I get a lot of questions about the state budget process.
With the number of news stories about state agencies potentially losing funding to take care of services for Oklahoma residents, this is understandable. Let me give you a rundown of the budget work I’ve seen at the House this week.
The Joint Committee on Appropriations & Budget, made up of House and Senate members, and the House Appropriations & Budget (A&B) Committee met to consider a number of bills.
Many of these measures would raise fees or end tax credits, exemptions or deductions. These measures, while they would result in a positive budget outcome for the state, would require only 51 votes in the House.
While there’s some argument about whether increasing fees constitutes revenue-raising, the courts have ruled in the past that they do not, which is why they only require a simple majority to pass.
It is hoped that the measures will help us close the budget gap and pay for a teacher pay raise or at least get us close. On Tuesday, we passed three of these measures that would pull back tax incentives putting money back into the General Revenue Fund.
Then there are bills that would raise revenue through tax increases. These require 76 votes.
Several of the items mentioned in this category are raising the price of tax on tobacco, raising the tax on gas and diesel fuel, increasing the tax on alcohol, raising the gross production tax, among others.
Just last week I had a meeting with a former speaker of the house who served in the 1980s and ’90s. I have these meetings often and have found it is a great way to learn about our legislative past.
I asked him how they made it out of the downed economy stemming from the oil busts in the 1970s and ’80s. He told me the state had just rebounded from a terrible oil bust in the 1970s and in 1981-82. Oil was selling for $65-$75 dollars a barrel (this would be around $200 today) and in 1983, oil fell to $7 a barrel.
He said they created and increased too many taxes and, in return, the citizens of Oklahoma responded by passing State Question 640 in 1992. This state question is really important because it constitutionally requires 76 votes to pass any tax. How effective has SQ640 been? Since 1992, there has been one minor increase.

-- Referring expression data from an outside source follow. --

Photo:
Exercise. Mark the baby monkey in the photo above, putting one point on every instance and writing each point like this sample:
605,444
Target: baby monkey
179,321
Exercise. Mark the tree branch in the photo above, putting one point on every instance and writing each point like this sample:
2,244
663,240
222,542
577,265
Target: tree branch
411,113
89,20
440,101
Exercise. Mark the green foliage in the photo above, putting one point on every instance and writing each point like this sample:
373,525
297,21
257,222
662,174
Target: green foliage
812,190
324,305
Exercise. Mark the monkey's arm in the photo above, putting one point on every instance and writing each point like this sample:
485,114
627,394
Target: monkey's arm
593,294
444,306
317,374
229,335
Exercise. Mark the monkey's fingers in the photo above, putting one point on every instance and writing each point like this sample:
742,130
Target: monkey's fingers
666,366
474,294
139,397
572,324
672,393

I’m not opposed to raising revenue if necessary to ensure we continue vital government services for those who truly need them. But, there’s a line between what government should cover and what should be the responsibility of those who desire to have certain services.

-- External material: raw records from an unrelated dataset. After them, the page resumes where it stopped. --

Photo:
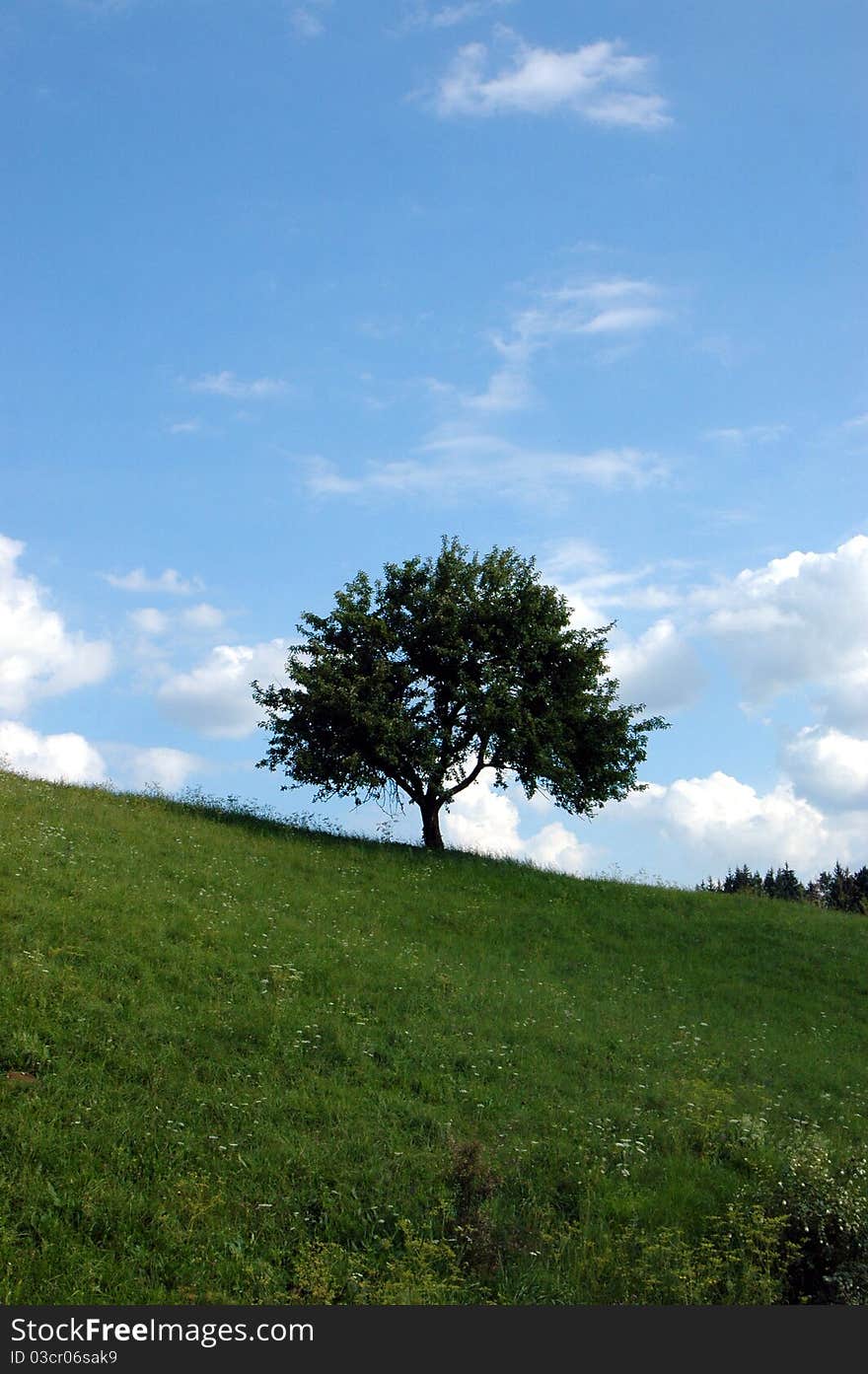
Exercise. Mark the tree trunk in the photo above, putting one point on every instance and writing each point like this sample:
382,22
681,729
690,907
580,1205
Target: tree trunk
430,825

Why should I get to decide how you spend all of your money? There are some measures that I believe make sense, one being the fuel tax.
We have one of the lowest fuel taxes in the nation and are 8 cents below our regional average. Our fuel tax has not been addressed since the 1980s when vehicles guzzled gas. A fuel tax is fair; no certain group is singled out. Everyone in this state would pay and also anyone who travels through the state.
As always, it is truly an honor to serve District 5. I always welcome your comments and concerns.
Lastly, we lost a great man and colleague last weekend, in the passing of Rep. David Brumbaugh (R-Broken Arrow) from a sudden heart attack. David was also a fellow veteran and 101st Airborne Division brother.
I am glad I had the chance to get to know David during my campaign and in our service together in the House of Representatives. Please keep his wife and two daughters in your prayers.